I recommend that you look at our FAQ List. The FAQ List has links to loads of useful information at varying levels (from beginner to advanced).

I hope this helps, if not then please post again.

PS Do not alter, move or remove CFPs Final Block & Log rule (rule 6). It is a vital rule that stops unsolicited connection attempts.

PPS If you want to silently block the other PCs on your LAN, just create a rule (above your final block & log rule) that silently (no Log) blocks any incoming calls from the LAN IPs (you can probably specify a range of IPs).

Thanks for the reply Kail. That link should keep me busy for quite some time.

Just as a follow up to your post.

These other boxes do not need file sharing and should not be set up as such. I will look into that, and disable that option if that’s what is going on.

I do NOT trust these other boxes behind the router, so putting them in a trusted zone is…well…out of the question. Mainly because my 16 year old niece uses the wireless for her laptop. She has no interest in keeping her end secure. Even though I have the wireless encrypted and not broadcasting the SSID, I still consider her machine to be the biggest risk.

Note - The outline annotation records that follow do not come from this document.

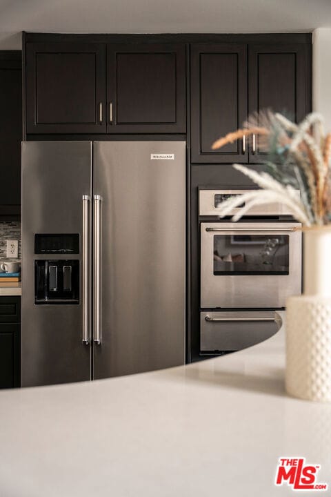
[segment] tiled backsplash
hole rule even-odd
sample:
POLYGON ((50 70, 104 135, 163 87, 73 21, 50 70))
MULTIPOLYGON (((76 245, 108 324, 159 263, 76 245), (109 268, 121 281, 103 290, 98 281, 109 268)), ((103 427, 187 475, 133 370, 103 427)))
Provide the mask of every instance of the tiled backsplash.
MULTIPOLYGON (((0 260, 7 258, 8 240, 19 240, 19 260, 21 260, 21 223, 18 221, 0 221, 0 260)), ((12 261, 17 259, 11 259, 12 261)))

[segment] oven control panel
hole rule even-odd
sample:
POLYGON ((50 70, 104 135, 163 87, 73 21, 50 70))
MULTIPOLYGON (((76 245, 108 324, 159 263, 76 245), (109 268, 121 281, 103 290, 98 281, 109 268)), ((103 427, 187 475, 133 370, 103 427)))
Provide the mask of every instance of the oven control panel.
MULTIPOLYGON (((199 191, 199 214, 200 216, 218 216, 219 207, 229 198, 248 193, 251 190, 207 190, 199 191)), ((300 193, 298 190, 298 196, 300 193)), ((233 208, 230 215, 236 214, 245 206, 243 202, 238 207, 233 208)), ((264 205, 252 207, 245 215, 256 216, 292 216, 286 206, 279 202, 270 202, 264 205)))

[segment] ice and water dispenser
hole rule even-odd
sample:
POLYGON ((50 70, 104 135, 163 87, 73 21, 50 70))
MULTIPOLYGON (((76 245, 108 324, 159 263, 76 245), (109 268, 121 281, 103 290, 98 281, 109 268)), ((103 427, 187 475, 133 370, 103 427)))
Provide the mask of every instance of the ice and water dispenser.
POLYGON ((34 254, 34 303, 79 304, 79 235, 36 234, 34 254))

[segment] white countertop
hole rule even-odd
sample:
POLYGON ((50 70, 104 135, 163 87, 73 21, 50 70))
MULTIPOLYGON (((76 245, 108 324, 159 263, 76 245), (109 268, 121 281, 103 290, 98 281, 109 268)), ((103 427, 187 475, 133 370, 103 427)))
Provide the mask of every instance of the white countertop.
POLYGON ((283 327, 188 366, 2 391, 0 494, 290 496, 274 485, 278 459, 303 456, 327 497, 331 405, 288 397, 284 362, 283 327))
POLYGON ((21 283, 1 283, 0 282, 0 297, 6 295, 20 295, 22 294, 21 283))

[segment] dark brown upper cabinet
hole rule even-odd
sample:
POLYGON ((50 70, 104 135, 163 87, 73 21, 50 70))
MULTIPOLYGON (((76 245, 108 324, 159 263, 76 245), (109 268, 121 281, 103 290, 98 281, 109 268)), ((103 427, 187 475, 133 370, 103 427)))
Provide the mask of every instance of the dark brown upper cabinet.
POLYGON ((185 132, 185 45, 108 45, 107 133, 185 132))
MULTIPOLYGON (((303 43, 248 46, 248 112, 270 108, 299 122, 311 110, 310 46, 303 43)), ((261 162, 265 153, 249 148, 250 162, 261 162)))
POLYGON ((106 43, 28 43, 26 133, 106 131, 106 43))
POLYGON ((297 122, 310 112, 310 49, 308 43, 193 45, 192 162, 263 161, 258 137, 214 151, 211 146, 256 111, 269 108, 297 122))
POLYGON ((192 162, 248 161, 242 140, 211 148, 217 138, 237 129, 246 118, 246 45, 192 45, 192 162))
POLYGON ((0 218, 21 215, 21 142, 22 140, 22 55, 0 52, 0 218))

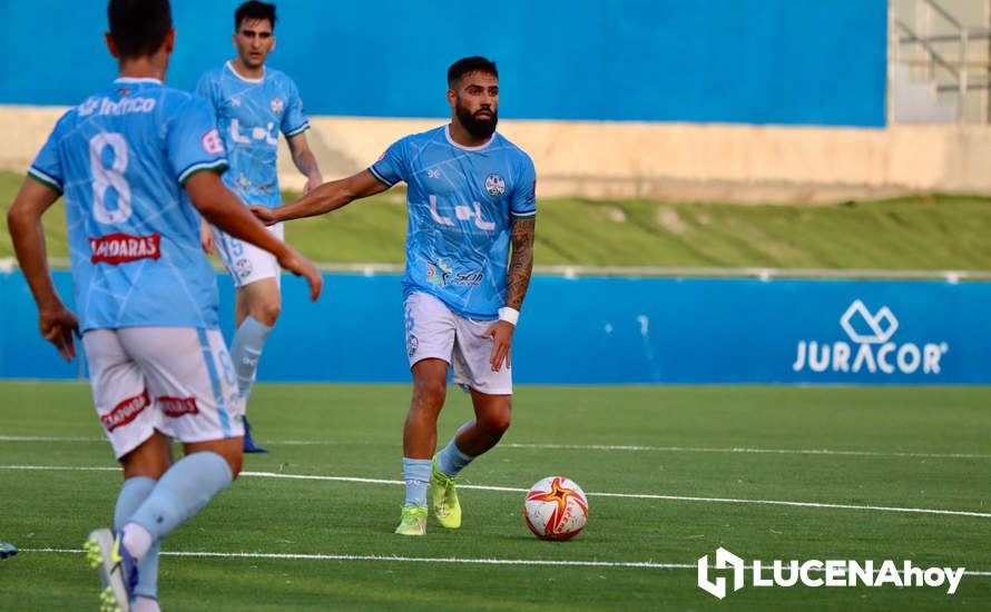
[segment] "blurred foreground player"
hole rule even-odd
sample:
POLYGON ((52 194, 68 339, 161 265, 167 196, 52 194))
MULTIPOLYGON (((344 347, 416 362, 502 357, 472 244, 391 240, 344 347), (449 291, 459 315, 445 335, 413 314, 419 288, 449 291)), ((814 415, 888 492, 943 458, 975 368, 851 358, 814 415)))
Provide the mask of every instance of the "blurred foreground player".
POLYGON ((209 106, 163 86, 175 45, 168 0, 111 0, 107 12, 119 78, 59 119, 8 225, 41 335, 71 359, 81 332, 97 414, 124 467, 114 530, 86 543, 104 582, 101 609, 144 611, 158 610, 159 541, 242 464, 244 405, 199 248, 200 214, 305 276, 313 299, 321 278, 224 187, 209 106), (41 215, 60 195, 78 319, 46 260, 41 215), (184 445, 175 464, 170 438, 184 445))

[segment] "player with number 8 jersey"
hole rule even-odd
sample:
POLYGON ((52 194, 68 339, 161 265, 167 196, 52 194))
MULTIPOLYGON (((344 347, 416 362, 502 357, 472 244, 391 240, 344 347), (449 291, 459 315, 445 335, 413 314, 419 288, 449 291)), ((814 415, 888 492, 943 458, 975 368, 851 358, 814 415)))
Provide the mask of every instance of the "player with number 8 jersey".
POLYGON ((200 215, 305 276, 220 180, 224 145, 206 101, 165 87, 168 0, 110 0, 119 78, 58 121, 7 215, 42 337, 67 361, 86 347, 97 416, 124 471, 114 525, 84 544, 100 610, 155 612, 160 541, 241 472, 242 401, 217 320, 200 215), (41 216, 62 195, 79 317, 48 269, 41 216), (185 456, 173 458, 173 442, 185 456))
POLYGON ((218 327, 216 276, 183 188, 227 167, 215 126, 206 101, 148 78, 117 79, 56 125, 28 174, 65 193, 82 332, 218 327))

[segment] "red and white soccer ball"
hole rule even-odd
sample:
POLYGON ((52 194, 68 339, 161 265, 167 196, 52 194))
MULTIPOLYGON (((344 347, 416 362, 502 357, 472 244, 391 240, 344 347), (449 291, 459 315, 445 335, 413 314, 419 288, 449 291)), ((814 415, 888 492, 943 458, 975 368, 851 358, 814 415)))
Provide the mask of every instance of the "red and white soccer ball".
POLYGON ((523 516, 537 537, 568 540, 585 527, 588 500, 573 481, 563 476, 548 476, 527 492, 523 516))

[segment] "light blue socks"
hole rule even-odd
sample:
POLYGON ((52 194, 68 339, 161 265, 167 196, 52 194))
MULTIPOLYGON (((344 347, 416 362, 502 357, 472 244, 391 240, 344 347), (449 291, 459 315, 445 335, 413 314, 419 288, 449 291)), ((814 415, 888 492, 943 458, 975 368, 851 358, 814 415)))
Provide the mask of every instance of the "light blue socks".
POLYGON ((474 457, 465 455, 458 448, 458 445, 452 437, 451 442, 436 454, 436 467, 441 471, 441 474, 453 478, 464 470, 464 466, 471 463, 472 460, 474 460, 474 457))
MULTIPOLYGON (((158 542, 199 512, 232 480, 230 467, 217 453, 186 455, 168 468, 128 522, 145 527, 158 542)), ((141 560, 146 556, 140 551, 131 553, 141 560)))
POLYGON ((247 317, 234 334, 230 344, 230 361, 234 362, 234 372, 237 374, 237 391, 242 397, 247 397, 255 384, 255 371, 258 369, 258 356, 262 347, 268 339, 272 327, 262 325, 256 319, 247 317))
POLYGON ((426 485, 430 483, 430 460, 411 460, 403 457, 403 480, 406 481, 406 501, 404 506, 425 507, 426 485))
MULTIPOLYGON (((145 476, 135 476, 124 481, 120 494, 117 496, 117 507, 114 509, 114 530, 120 531, 130 522, 131 515, 140 507, 158 481, 145 476)), ((138 585, 136 596, 158 598, 158 542, 155 542, 145 556, 138 563, 138 585)))

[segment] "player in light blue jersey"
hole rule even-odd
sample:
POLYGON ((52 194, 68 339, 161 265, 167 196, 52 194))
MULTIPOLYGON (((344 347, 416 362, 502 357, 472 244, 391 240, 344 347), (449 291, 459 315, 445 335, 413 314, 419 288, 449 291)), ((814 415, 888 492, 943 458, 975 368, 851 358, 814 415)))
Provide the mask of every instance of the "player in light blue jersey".
MULTIPOLYGON (((304 132, 310 121, 303 113, 296 83, 284 72, 265 67, 268 52, 275 48, 275 20, 274 4, 252 0, 238 7, 232 36, 237 57, 204 72, 196 86, 196 92, 209 101, 217 115, 217 127, 227 149, 230 167, 224 174, 224 182, 246 204, 268 207, 282 205, 275 166, 279 132, 286 138, 296 167, 306 176, 303 193, 323 182, 306 142, 304 132)), ((283 237, 281 225, 272 230, 283 237)), ((204 226, 204 249, 212 253, 215 246, 237 289, 237 332, 230 356, 237 386, 247 401, 258 357, 282 308, 279 269, 268 253, 204 226)), ((244 425, 245 452, 266 452, 255 445, 246 419, 244 425)))
POLYGON ((8 226, 42 336, 70 359, 81 333, 97 414, 124 468, 114 530, 86 543, 101 610, 146 611, 158 610, 158 543, 242 465, 244 405, 217 328, 200 215, 303 274, 314 299, 321 278, 224 187, 209 106, 163 85, 175 45, 168 0, 110 0, 107 12, 120 77, 59 119, 8 226), (78 318, 46 261, 41 215, 61 195, 78 318), (185 452, 175 463, 173 440, 185 452))
POLYGON ((400 139, 367 171, 295 203, 252 207, 273 224, 341 208, 399 181, 409 188, 403 290, 413 399, 396 529, 406 535, 425 532, 428 497, 441 525, 461 525, 454 476, 509 427, 510 346, 533 266, 537 177, 529 156, 496 132, 496 65, 459 60, 448 85, 449 125, 400 139), (433 456, 449 365, 454 383, 471 392, 475 417, 433 456))

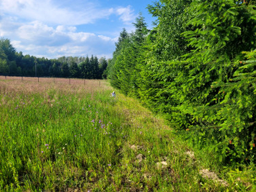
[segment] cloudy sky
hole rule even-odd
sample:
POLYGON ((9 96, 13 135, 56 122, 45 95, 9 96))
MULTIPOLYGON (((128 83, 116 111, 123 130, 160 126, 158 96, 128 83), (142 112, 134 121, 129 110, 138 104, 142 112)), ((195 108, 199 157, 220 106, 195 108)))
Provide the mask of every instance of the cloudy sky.
POLYGON ((122 28, 140 12, 148 28, 150 0, 0 0, 0 37, 24 55, 111 58, 122 28))

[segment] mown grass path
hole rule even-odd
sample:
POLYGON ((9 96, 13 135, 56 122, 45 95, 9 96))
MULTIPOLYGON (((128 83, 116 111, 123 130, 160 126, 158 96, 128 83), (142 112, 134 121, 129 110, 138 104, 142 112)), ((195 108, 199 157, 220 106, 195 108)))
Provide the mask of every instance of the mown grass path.
POLYGON ((136 100, 110 97, 112 91, 106 81, 1 80, 0 191, 241 189, 205 177, 166 122, 136 100))

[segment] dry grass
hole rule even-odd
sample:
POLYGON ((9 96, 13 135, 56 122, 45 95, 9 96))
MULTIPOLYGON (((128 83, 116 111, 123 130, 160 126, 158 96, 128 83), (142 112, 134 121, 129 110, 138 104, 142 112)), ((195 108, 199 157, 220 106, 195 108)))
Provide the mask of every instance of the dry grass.
POLYGON ((65 93, 93 93, 109 90, 106 80, 91 80, 65 78, 39 78, 0 76, 0 93, 31 94, 47 93, 49 90, 58 90, 65 93))

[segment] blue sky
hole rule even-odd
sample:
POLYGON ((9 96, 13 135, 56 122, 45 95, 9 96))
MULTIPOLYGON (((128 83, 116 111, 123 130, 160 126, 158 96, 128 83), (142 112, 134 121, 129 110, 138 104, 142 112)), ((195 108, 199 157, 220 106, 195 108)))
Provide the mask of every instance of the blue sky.
POLYGON ((0 37, 24 55, 112 56, 122 28, 134 30, 140 12, 155 20, 146 0, 0 0, 0 37))

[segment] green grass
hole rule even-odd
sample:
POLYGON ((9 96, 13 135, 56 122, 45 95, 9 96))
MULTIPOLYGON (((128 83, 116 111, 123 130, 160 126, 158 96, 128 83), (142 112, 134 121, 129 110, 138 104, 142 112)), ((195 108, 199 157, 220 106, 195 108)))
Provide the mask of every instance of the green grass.
POLYGON ((239 170, 220 171, 227 185, 203 177, 209 161, 189 156, 137 100, 109 97, 108 84, 10 83, 0 81, 1 191, 255 189, 252 170, 249 180, 238 179, 245 175, 239 170))

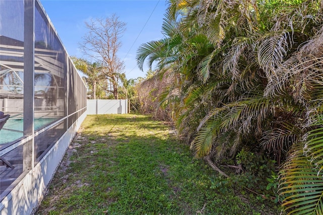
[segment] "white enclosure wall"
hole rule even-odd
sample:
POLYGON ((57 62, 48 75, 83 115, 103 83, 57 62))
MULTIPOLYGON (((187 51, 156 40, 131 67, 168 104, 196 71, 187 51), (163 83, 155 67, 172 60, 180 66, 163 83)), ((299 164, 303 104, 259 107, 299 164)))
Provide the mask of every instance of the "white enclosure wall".
POLYGON ((128 99, 87 99, 88 115, 128 113, 128 99))

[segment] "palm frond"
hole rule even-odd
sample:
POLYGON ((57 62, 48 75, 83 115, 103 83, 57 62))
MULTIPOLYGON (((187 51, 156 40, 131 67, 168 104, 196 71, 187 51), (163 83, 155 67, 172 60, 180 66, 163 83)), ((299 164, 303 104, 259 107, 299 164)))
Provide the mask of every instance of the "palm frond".
POLYGON ((191 149, 196 151, 197 157, 203 157, 210 152, 221 124, 221 118, 209 120, 197 133, 191 143, 191 149))
POLYGON ((262 134, 260 145, 269 151, 279 152, 297 142, 299 134, 299 131, 279 128, 267 130, 262 134))
POLYGON ((149 68, 151 68, 152 62, 162 57, 165 57, 165 52, 158 51, 165 47, 168 42, 166 39, 162 39, 157 41, 152 41, 141 45, 137 50, 136 60, 138 67, 141 70, 143 69, 144 62, 149 58, 149 68))
POLYGON ((264 39, 260 38, 255 46, 259 65, 268 78, 280 66, 292 44, 292 39, 288 31, 283 31, 279 34, 275 32, 275 34, 265 35, 264 39))
POLYGON ((281 172, 280 190, 287 196, 282 205, 289 214, 323 213, 322 117, 312 124, 320 128, 304 136, 305 144, 300 142, 292 147, 281 172))

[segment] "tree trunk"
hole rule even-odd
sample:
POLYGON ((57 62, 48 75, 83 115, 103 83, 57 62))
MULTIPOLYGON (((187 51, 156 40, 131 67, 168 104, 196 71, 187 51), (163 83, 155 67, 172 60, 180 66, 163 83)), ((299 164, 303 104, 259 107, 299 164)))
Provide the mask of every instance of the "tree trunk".
POLYGON ((93 99, 96 99, 96 81, 94 81, 93 82, 93 86, 92 88, 92 91, 93 93, 93 99))
POLYGON ((115 86, 115 84, 113 84, 113 95, 115 96, 115 99, 119 99, 119 97, 118 95, 118 85, 115 86))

For now, it looks like the best solution is creating the rule that you suggested. I will do that immediately and hopefully the link you provided may reveal some other useful measures.

Thanks again…I DO appreciate it.

Mike

Hi Mike

Fair enough & understood. Since it is all UDP on nbname (port 137) & nbdgram (138) broadcast to 192.168.1.255 it looks like NetBIOS over TCP/IP. An active/connected “session” would use TCP nbsess (port 139). It is likely those other PCs are not using NetBIOS & you can remove it.